The lesson, Frankl said, was: “what counts is not our fears and anxieties as such, but the attitude we adopt toward them.”

 

Law school shouldn’t be an arbitrary hazing, but law students need to experience substantial anxiety because, as lawyers, they will face real fears their entire career, and they need to learn how to adopt the right attitude towards them. If a person can’t handle the anxieties of law school, how can they be expected to handle the anxieties of actual practice?

 

 

 

 

 

* It’s always a good idea to quote Aristotle. The article begins with the partial quote, “fear makes people inclined to deliberation,” and ends with: “If there is to be the anguish of uncertainty, there must be some lurking hope of deliverance, and that this is so would appear from the fact that fear sets [people] deliberating — but no one deliberates about things that are hopeless.” I’m not sure from where that version of the latter quote comes.
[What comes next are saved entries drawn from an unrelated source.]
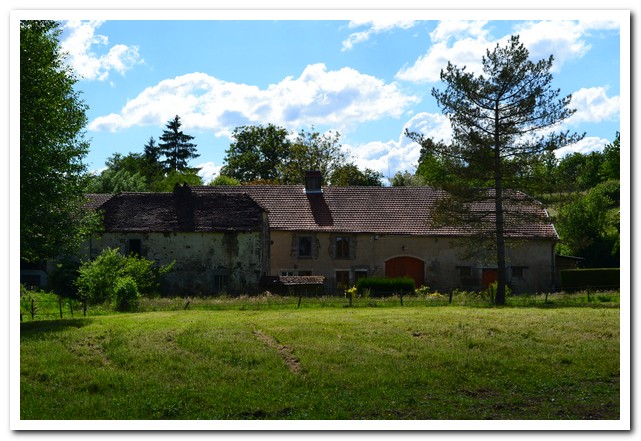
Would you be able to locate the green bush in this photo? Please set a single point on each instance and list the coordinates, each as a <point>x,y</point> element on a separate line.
<point>590,278</point>
<point>379,286</point>
<point>126,294</point>
<point>98,278</point>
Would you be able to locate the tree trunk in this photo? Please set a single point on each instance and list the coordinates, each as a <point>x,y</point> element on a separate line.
<point>498,203</point>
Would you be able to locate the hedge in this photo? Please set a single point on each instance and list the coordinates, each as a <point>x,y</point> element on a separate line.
<point>384,285</point>
<point>590,278</point>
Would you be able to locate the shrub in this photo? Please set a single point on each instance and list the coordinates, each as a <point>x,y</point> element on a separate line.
<point>578,279</point>
<point>98,278</point>
<point>126,294</point>
<point>378,286</point>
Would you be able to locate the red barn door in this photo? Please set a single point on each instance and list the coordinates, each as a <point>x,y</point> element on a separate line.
<point>406,266</point>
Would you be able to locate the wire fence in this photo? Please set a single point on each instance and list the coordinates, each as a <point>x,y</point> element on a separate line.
<point>32,309</point>
<point>39,309</point>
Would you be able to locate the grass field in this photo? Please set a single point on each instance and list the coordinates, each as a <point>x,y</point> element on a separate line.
<point>436,363</point>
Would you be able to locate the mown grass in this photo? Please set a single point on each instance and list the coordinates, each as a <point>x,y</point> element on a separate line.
<point>437,363</point>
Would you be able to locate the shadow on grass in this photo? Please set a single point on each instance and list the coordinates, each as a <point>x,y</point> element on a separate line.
<point>36,328</point>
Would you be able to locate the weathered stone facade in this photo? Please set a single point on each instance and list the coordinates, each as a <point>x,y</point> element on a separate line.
<point>440,261</point>
<point>218,243</point>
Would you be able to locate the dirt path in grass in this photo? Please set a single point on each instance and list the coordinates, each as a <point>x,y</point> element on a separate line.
<point>284,351</point>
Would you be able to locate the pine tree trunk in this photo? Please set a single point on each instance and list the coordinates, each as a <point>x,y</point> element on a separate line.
<point>498,202</point>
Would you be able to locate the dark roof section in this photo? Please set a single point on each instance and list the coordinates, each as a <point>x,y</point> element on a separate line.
<point>95,200</point>
<point>377,210</point>
<point>180,211</point>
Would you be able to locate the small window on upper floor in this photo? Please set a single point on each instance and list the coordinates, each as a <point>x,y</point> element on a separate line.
<point>342,244</point>
<point>135,247</point>
<point>305,246</point>
<point>464,271</point>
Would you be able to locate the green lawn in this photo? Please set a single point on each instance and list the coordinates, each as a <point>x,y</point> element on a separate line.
<point>429,363</point>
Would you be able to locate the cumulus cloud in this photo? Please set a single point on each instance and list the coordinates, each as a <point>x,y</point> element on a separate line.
<point>79,45</point>
<point>402,154</point>
<point>208,171</point>
<point>593,105</point>
<point>340,99</point>
<point>463,42</point>
<point>585,146</point>
<point>373,27</point>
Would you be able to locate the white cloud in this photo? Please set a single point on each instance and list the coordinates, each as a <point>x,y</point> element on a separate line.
<point>459,42</point>
<point>585,146</point>
<point>340,99</point>
<point>208,171</point>
<point>463,43</point>
<point>593,105</point>
<point>374,27</point>
<point>80,44</point>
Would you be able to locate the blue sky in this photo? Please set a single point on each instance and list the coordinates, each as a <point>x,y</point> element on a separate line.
<point>366,74</point>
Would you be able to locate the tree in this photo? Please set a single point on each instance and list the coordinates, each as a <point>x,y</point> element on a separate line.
<point>151,167</point>
<point>502,120</point>
<point>52,147</point>
<point>350,174</point>
<point>256,153</point>
<point>99,280</point>
<point>611,167</point>
<point>312,151</point>
<point>173,178</point>
<point>589,225</point>
<point>111,181</point>
<point>223,180</point>
<point>176,147</point>
<point>406,179</point>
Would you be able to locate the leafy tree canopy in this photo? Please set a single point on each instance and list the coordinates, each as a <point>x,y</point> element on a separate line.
<point>256,153</point>
<point>52,147</point>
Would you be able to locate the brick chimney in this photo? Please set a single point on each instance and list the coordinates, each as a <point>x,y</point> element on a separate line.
<point>313,182</point>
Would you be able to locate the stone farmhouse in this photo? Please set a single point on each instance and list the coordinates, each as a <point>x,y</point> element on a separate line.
<point>216,241</point>
<point>230,238</point>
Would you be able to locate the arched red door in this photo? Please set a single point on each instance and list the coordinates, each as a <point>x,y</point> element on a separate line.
<point>406,266</point>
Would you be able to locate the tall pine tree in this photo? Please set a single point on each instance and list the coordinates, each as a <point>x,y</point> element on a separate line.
<point>503,120</point>
<point>176,147</point>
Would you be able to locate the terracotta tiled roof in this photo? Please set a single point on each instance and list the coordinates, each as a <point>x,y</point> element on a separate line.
<point>377,210</point>
<point>180,211</point>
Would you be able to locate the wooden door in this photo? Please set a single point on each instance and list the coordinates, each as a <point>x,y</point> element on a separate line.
<point>406,266</point>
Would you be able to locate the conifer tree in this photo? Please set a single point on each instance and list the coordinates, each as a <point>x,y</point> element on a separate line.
<point>503,120</point>
<point>176,147</point>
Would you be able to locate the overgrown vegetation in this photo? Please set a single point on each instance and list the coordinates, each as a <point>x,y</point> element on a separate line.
<point>329,364</point>
<point>118,279</point>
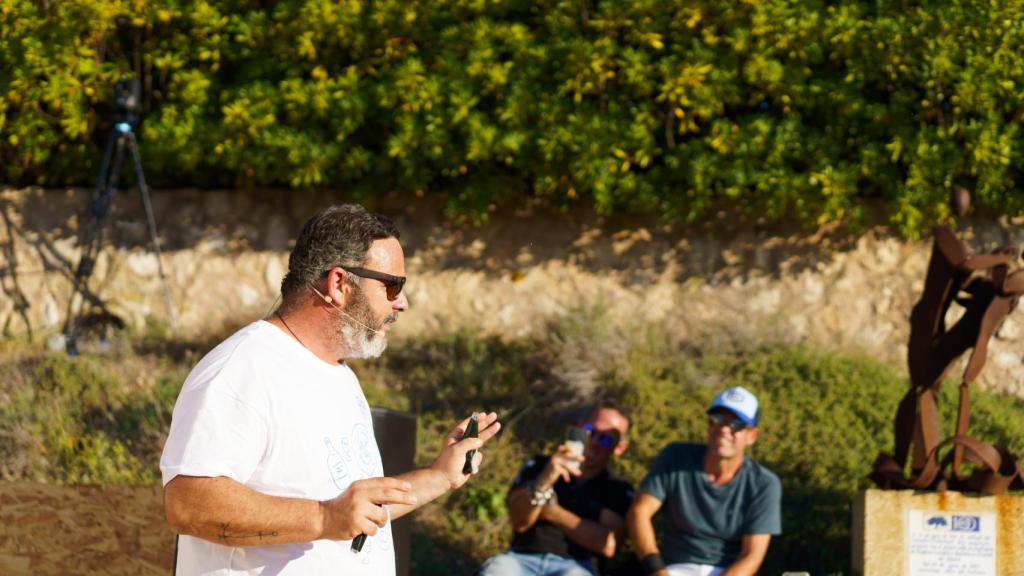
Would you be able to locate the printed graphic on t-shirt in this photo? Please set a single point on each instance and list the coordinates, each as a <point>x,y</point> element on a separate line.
<point>365,449</point>
<point>338,461</point>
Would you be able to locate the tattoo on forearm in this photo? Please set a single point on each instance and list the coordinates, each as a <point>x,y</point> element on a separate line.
<point>224,535</point>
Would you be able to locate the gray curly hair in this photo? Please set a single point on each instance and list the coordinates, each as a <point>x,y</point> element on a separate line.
<point>338,236</point>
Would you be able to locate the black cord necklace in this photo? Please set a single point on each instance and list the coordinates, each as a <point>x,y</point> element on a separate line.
<point>290,331</point>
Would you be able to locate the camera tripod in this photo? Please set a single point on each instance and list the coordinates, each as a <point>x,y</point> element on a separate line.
<point>122,136</point>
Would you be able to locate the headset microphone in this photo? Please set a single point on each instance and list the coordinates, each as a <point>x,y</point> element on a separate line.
<point>330,300</point>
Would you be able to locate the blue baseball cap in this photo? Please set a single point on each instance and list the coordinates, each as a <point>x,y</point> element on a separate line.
<point>740,402</point>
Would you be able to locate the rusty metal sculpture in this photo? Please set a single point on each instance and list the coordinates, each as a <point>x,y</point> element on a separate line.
<point>987,290</point>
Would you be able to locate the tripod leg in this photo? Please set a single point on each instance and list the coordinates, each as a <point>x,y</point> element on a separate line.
<point>133,146</point>
<point>101,203</point>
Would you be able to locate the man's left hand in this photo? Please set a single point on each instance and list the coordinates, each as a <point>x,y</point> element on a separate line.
<point>453,456</point>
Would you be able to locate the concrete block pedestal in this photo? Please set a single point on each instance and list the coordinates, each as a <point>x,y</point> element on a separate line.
<point>907,533</point>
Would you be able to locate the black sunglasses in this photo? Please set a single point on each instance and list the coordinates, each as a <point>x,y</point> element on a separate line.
<point>718,419</point>
<point>604,440</point>
<point>392,284</point>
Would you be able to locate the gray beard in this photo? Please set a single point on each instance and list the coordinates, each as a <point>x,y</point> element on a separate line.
<point>358,341</point>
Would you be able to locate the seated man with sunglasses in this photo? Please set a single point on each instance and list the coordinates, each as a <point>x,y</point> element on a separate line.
<point>721,508</point>
<point>568,508</point>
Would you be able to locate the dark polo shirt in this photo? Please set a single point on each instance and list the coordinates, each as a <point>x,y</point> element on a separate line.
<point>583,497</point>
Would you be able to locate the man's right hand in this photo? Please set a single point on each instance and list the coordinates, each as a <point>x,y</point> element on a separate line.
<point>359,508</point>
<point>559,467</point>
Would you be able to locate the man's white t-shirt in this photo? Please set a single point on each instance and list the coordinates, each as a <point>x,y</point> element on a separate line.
<point>264,411</point>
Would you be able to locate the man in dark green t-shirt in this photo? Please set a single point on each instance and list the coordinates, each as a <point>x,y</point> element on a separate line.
<point>721,508</point>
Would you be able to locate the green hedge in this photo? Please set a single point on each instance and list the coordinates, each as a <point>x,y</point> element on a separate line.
<point>803,108</point>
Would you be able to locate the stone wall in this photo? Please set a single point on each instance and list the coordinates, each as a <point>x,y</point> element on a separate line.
<point>225,252</point>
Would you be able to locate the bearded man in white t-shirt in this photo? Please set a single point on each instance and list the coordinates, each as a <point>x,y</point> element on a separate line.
<point>270,465</point>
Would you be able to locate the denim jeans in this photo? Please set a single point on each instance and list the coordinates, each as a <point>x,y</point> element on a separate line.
<point>529,564</point>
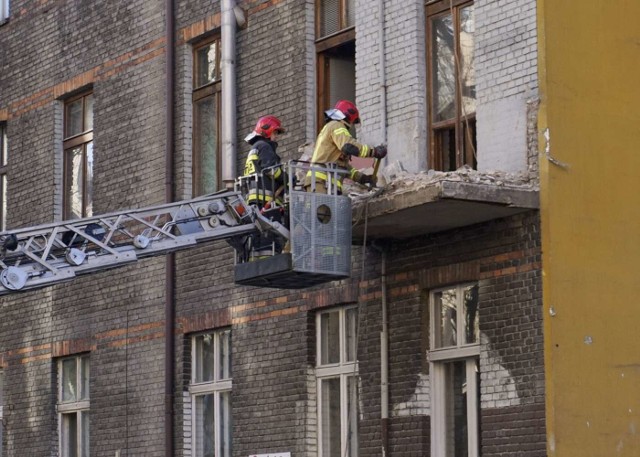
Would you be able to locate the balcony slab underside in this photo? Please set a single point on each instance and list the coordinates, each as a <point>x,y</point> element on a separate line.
<point>437,207</point>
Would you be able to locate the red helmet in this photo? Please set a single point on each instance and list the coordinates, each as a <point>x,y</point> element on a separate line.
<point>351,114</point>
<point>267,125</point>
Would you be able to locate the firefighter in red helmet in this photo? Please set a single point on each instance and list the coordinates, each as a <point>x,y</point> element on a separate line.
<point>336,145</point>
<point>265,180</point>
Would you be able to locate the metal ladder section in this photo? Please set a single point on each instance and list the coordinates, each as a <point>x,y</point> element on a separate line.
<point>36,257</point>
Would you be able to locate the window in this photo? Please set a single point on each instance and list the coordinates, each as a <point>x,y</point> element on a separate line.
<point>78,157</point>
<point>337,382</point>
<point>452,107</point>
<point>454,355</point>
<point>207,86</point>
<point>3,176</point>
<point>336,53</point>
<point>4,10</point>
<point>73,406</point>
<point>210,391</point>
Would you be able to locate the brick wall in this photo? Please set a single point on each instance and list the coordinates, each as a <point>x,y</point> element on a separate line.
<point>118,316</point>
<point>506,82</point>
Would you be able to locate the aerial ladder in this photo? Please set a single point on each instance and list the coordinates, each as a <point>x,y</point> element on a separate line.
<point>316,229</point>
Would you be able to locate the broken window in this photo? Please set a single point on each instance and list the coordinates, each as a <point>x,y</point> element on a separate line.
<point>336,53</point>
<point>454,357</point>
<point>210,391</point>
<point>207,87</point>
<point>78,156</point>
<point>337,381</point>
<point>452,93</point>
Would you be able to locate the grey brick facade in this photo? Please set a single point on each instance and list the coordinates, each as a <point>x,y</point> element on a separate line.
<point>51,49</point>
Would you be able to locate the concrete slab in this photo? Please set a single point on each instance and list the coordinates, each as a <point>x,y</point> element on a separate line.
<point>429,207</point>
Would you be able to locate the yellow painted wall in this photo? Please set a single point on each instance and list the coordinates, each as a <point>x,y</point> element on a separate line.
<point>589,68</point>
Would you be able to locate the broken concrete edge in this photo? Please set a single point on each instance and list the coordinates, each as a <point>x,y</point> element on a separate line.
<point>392,200</point>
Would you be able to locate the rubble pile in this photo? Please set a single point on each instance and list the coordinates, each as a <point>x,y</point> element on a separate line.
<point>395,180</point>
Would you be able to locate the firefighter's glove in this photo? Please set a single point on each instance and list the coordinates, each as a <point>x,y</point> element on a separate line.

The full context of the quote in Aristotle’s Rhetoric is:

 

Those who either are, or seem to be, highly prosperous do not think they are likely to suffer anything; wherefore they are insolent, contemptuous, and rash, and what makes them such is wealth, strength, a number of friends, power. It is the same with those who think that they have already suffered all possible ills and are coldly indifferent to the future, like those who are being beaten to death; for it is a necessary incentive to fear that there should remain some hope of being saved from the cause of their distress. A sign of this is that fear makes men deliberate, whereas no one deliberates about things that are hopeless. [15] So that whenever it is preferable that the audience should feel afraid, it is necessary to make them think they are likely to suffer, by reminding them that others greater than they have suffered, and showing that their equals are suffering or have suffered, and that at the hands of those from whom they did not expect it, in such a manner and at times when they did not think it likely.

 

 

** I’ve softened the example. The original example involves a Jewish army doctor and a gentile colonel during WWI, and they’re discussing racial superiority. Frankl was a survivor of multiple concentration camps, including Auschwitz.